“I was suddenly out of breath while looking at my phone”… Why ‘screen apnea’

When you focus on a stopped computer monitor or smartphone screen, there are times when you unconsciously perceive the phenomenon that your breathing stops. It’s called ‘screen apnea ‘ . Although this phenomenon is not yet a medically verified breathing disorder토토사이트, it has been reported through several experiments.

The New York Times ( NYT ) recently focused on the cause of screen apnea. Screen apnea is not an official term used in academia. However, some simple experiments have confirmed that this phenomenon occurs

In 2008, Linda, a former Microsoft executive, conducted an unofficial screen apnea experiment. He invited 200 participants to his home and observed how their heart rate and breathing changed while they checked their emails.

As a result, it was found that in fact, 80% of people held their breath or had fluctuating breathing. Linda first called this phenomenon “email apnea,” but later called it “screen apnea,” after realizing that apnea also occurs when focusing on a regular computer screen rather than checking email.

Then why does screen apnea appear? “Screen apnea is the body’s response to stress,” University of North Carolina psychiatrist Steven Foges told the New York Times .

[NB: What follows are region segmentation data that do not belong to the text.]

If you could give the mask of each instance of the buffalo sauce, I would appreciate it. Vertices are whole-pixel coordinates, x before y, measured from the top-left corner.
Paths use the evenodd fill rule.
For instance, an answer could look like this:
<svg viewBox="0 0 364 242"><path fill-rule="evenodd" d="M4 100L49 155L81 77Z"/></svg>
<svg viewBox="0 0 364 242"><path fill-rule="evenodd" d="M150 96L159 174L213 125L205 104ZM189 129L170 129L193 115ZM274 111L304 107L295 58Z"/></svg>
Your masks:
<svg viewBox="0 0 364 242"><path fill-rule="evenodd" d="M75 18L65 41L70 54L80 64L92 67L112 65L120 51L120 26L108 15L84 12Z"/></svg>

Our body also accepts the act of focusing and paying attention to a specific object as a ‘stimulus’. When the human body accepts a stimulus, the nervous system has to analyze whether the stimulus is a threat or not. Because of this, when I am concentrating on the screen, it feels as if my breathing has stopped.

“It’s not harmful to experience these reflexes from time to time,” Steven said, “but focusing on a screen all day is dangerous because the nervous system perceives it as a chronic threat.” This is because if this phenomenon is maintained for a long time, fatigue may accumulate in the body.

The way to relieve screen apnea is to ‘ventilate’ the mind. For example, it is also a good idea to set an alarm to sound periodically to remind you to breathe, or to rearrange your breathing pattern, such as taking a big sigh.